Professor Gould’s current book project: Crucible of Peace: The Turbulent History of America’s Founding Treaty (Oxford, forthcoming 2023), examines the least studied of the United States’ founding documents: the Treaty of 1783 that ended the American Revolutionary War.

Previous Recipients

Lindsay Chervinksy (2021-2022)

Dr. Lindsay M. Chervinsky (2021-2022) is an expert in the cabinet, presidential history, and U.S. government institutions. Currently she is a public historian and podcaster as well as a columnist for Governing and Washington Monthly. Previously, she was a historian at the White House Historical Association, Scholar in Residence at the Institute for Thomas Paine Studies at Iona College, Senior Fellow at the Robert H. Smith International Center for Jefferson Studies, and a Postdoctoral Fellow at the Center for Presidential History at Southern Methodist University. She received her B.A. in history and political science from the George Washington University, and completed her masters and Ph.D. from the University of California, Davis.
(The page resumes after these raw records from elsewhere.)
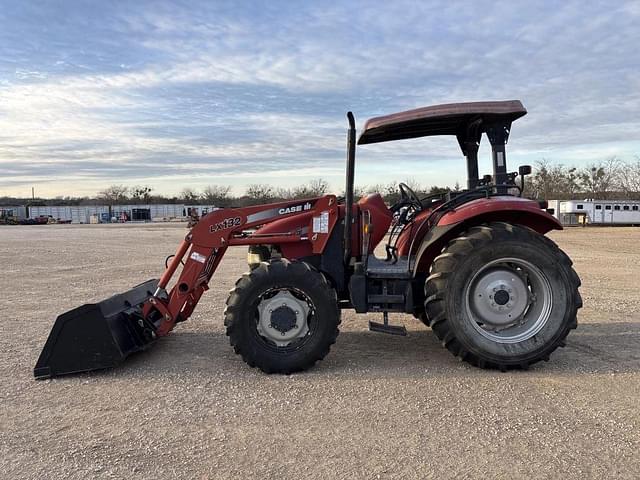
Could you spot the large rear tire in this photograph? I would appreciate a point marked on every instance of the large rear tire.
(282, 317)
(502, 296)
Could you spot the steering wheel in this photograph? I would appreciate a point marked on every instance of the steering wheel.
(408, 196)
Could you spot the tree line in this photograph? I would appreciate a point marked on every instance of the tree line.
(607, 180)
(610, 179)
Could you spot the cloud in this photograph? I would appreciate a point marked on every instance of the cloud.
(177, 94)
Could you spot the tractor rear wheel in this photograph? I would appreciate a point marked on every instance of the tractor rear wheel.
(282, 317)
(502, 296)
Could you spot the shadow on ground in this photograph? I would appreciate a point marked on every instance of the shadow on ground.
(593, 348)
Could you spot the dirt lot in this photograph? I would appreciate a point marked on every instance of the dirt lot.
(377, 407)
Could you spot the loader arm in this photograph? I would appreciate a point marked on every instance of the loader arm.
(205, 245)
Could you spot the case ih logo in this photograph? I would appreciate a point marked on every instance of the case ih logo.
(295, 208)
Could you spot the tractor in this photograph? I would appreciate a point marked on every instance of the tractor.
(474, 265)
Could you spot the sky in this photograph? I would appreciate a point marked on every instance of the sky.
(188, 94)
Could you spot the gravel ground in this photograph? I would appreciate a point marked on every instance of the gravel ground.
(378, 407)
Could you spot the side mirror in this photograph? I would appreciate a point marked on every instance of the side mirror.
(524, 170)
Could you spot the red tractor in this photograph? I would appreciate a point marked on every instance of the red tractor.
(473, 265)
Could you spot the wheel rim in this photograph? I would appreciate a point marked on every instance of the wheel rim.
(508, 300)
(283, 317)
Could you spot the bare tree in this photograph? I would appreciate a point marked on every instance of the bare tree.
(629, 181)
(141, 194)
(217, 195)
(189, 195)
(114, 194)
(315, 188)
(259, 193)
(599, 181)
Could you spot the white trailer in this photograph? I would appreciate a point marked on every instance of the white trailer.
(601, 212)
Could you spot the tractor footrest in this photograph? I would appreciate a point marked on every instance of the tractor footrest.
(386, 328)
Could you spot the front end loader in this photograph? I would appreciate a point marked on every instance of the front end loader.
(473, 265)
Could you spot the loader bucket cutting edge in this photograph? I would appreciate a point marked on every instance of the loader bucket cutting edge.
(99, 335)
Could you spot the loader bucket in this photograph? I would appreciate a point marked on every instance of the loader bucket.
(98, 335)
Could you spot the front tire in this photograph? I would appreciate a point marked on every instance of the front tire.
(282, 317)
(502, 296)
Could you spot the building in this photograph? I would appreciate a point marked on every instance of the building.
(116, 213)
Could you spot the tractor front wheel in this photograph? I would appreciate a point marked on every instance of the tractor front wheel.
(282, 317)
(502, 296)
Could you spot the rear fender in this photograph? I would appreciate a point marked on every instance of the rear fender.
(513, 210)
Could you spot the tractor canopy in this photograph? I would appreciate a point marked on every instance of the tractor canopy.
(447, 119)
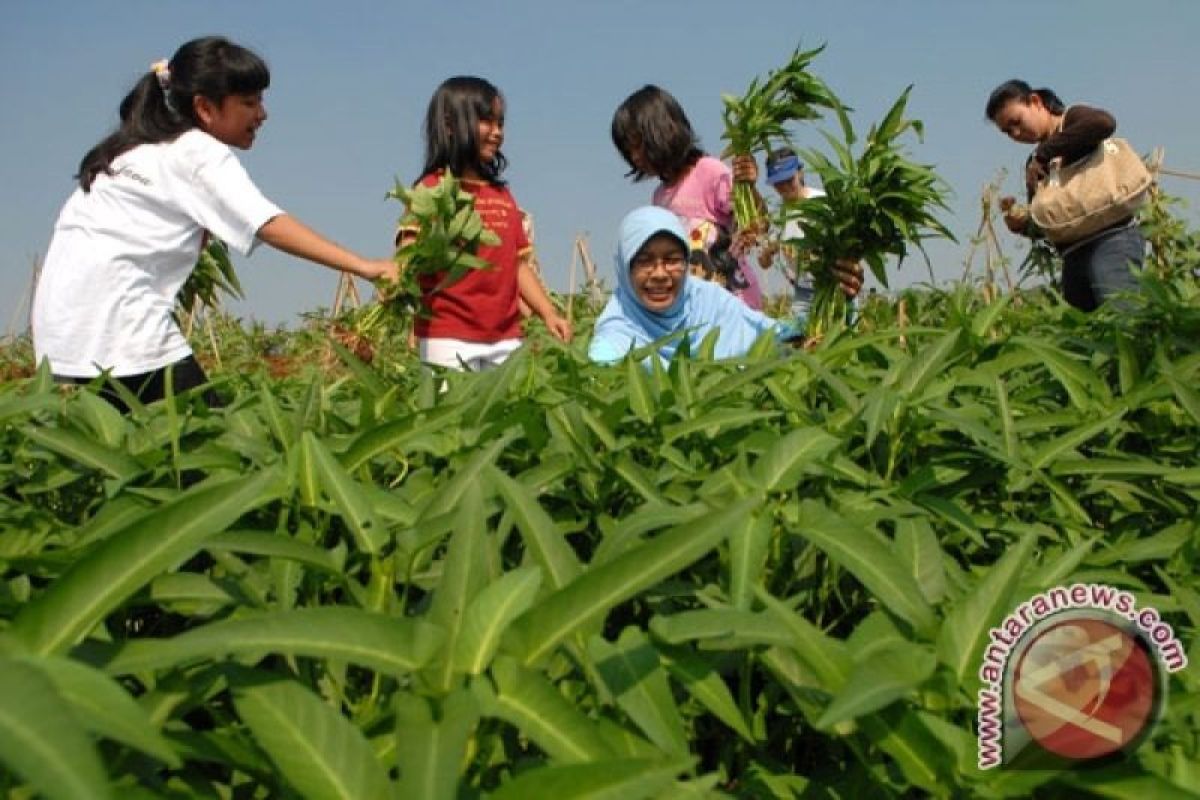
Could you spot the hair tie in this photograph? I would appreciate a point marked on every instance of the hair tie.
(162, 71)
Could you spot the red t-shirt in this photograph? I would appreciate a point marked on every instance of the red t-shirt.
(483, 306)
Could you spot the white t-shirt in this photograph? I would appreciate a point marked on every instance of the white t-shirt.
(802, 282)
(121, 252)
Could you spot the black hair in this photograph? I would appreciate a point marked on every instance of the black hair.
(779, 155)
(451, 127)
(653, 120)
(1014, 89)
(211, 67)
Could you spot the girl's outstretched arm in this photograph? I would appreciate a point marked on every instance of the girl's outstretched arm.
(294, 238)
(531, 290)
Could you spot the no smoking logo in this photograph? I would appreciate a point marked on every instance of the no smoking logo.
(1085, 689)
She is the author of the award-winning The Cabinet: George Washington and the Creation of an American Institution, which was published by Harvard University Press on April 7, 2020. Her second book, An Honest Man: The Inimitable Presidency of John Adams will be published in 2024 with Oxford University Press. When she’s not writing, researching, or speaking about history, she loves to hike with her husband and her dog, John Quincy Dog Adams.

Michael Blaakman (2020-2021)

Michael Blaakman (2020-2021) is an Assistant Professor of History at Princeton University. He holds a Ph.D. in History from Yale University (2016) and graduated summa cum laude from the College of William and Mary with an A.B. in History (2009). His work-in-progress, "Speculation Nation: Land Mania in the Revolutionary American Republic" is under contract with the Early American Studies Series at the University of Pennsylvania Press. Blaakman's nine-month fellowship will begin September 1st, 2020.
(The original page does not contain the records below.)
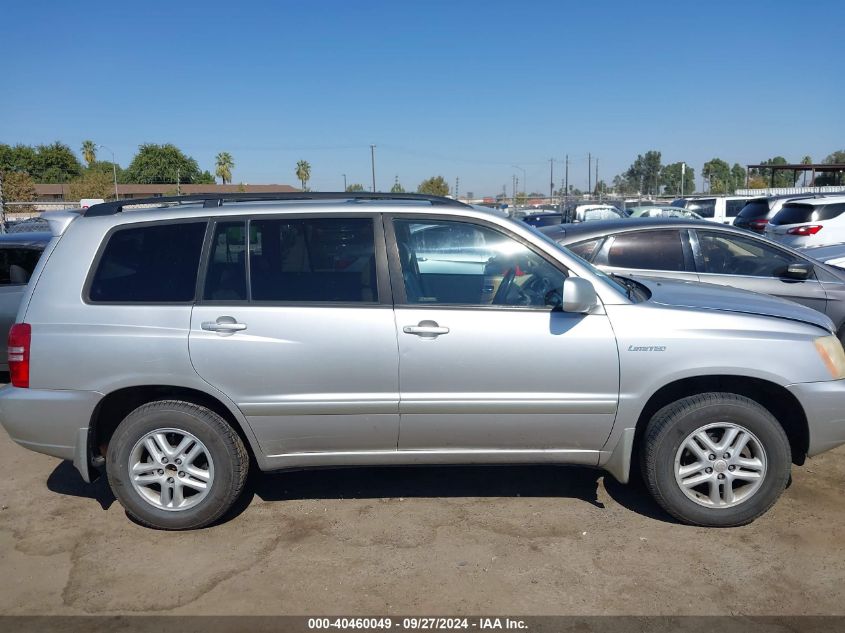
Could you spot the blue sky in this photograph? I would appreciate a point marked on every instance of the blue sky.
(458, 89)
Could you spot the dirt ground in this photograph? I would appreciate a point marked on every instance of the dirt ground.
(515, 540)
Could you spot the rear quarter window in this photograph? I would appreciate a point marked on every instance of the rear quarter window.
(149, 264)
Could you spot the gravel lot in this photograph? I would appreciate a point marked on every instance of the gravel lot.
(516, 540)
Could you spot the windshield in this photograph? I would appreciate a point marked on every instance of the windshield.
(583, 262)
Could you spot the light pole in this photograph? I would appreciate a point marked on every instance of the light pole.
(524, 184)
(114, 169)
(373, 164)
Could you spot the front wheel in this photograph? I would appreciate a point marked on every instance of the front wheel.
(175, 465)
(715, 459)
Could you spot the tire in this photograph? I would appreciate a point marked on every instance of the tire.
(175, 465)
(676, 457)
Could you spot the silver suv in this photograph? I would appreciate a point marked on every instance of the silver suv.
(176, 346)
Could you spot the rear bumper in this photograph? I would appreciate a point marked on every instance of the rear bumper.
(824, 406)
(49, 421)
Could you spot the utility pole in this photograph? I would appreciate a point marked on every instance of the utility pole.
(373, 164)
(566, 179)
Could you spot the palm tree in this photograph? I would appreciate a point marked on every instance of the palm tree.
(89, 152)
(225, 165)
(303, 172)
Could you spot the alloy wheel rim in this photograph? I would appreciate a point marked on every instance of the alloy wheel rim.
(171, 469)
(720, 465)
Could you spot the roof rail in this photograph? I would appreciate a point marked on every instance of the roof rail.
(217, 200)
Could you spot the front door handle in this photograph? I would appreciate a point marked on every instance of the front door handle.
(426, 329)
(223, 325)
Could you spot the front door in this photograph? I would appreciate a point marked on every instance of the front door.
(487, 360)
(296, 326)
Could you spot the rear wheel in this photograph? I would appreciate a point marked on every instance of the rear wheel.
(715, 459)
(175, 465)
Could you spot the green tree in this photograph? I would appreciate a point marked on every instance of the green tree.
(18, 186)
(718, 174)
(224, 166)
(157, 164)
(93, 184)
(89, 154)
(781, 178)
(434, 186)
(644, 174)
(397, 188)
(670, 179)
(738, 175)
(55, 163)
(303, 172)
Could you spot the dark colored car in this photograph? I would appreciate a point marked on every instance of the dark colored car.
(702, 251)
(19, 254)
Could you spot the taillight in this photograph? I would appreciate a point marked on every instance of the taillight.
(807, 229)
(20, 337)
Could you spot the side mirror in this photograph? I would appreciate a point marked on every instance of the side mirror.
(798, 270)
(578, 295)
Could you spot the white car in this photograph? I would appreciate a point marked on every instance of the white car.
(723, 209)
(812, 222)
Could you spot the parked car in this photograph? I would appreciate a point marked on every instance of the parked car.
(19, 254)
(703, 252)
(757, 212)
(176, 346)
(662, 211)
(722, 209)
(813, 222)
(832, 255)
Elizabeth Dowling Taylor (2019-2020)

Elizabeth Dowling Taylor (2019-2020) is the New York Times bestselling author of A Slave in the White House: Paul Jennings and the Madisons. She received her PhD from the University of California at Berkeley, and over her twenty-two-year career in museum education and research has held the positions of Director of Interpretation at Thomas Jefferson's Monticello and Director of Education at James Madison's Montpelier. She is now an independent scholar and lecturer and a fellow at the Virginia Foundation for the Humanities in Charlottesville. She is currently working on a biography of Margaret Bayard Smith.

Frank Cogliano (2018-2019)

Frank Cogliano (2018-2019) is Professor of American History at the University of Edinburgh. He is the author, most recently, of Revolutionary America, 1763-1815: A Political History, 3rd ed (2017) and Emperor of Liberty: Thomas Jefferson's Foreign Policy (2014). Professor Cogliano's current project details the complicated relationship between Thomas Jefferson and George Washington.

Marie Frank (2017-2018)

Marie Frank (2017-2018) is an Associate Professor of Art and Architectural History at the University of Massachusetts - Lowell. She holds her Ph.D. from the University of Virginia and has taught at the University of Massachusetts for the last fifteen years.

Randall Lewis Flaherty (2016-2017)

Randi Lewis Flaherty (2016-2017) is a special collections librarian, working in the UVA Law Special Collections to promote and support research in the Library's archival, rare book and digital collections. She received her Ph.D. in history from UVA in 2014 with a focus on the politics and global geography of trade in the early American republic. She has served as a fellow in digital humanities at the UVA Law Library and the UVA Scholars' Lab. She is completing a book, Maritime Frontier: Early American Merchants and the Commercial Republic, 1760-1830.

The fellowship is made possible by a generous gift by Fritz and Claudine Kundrun.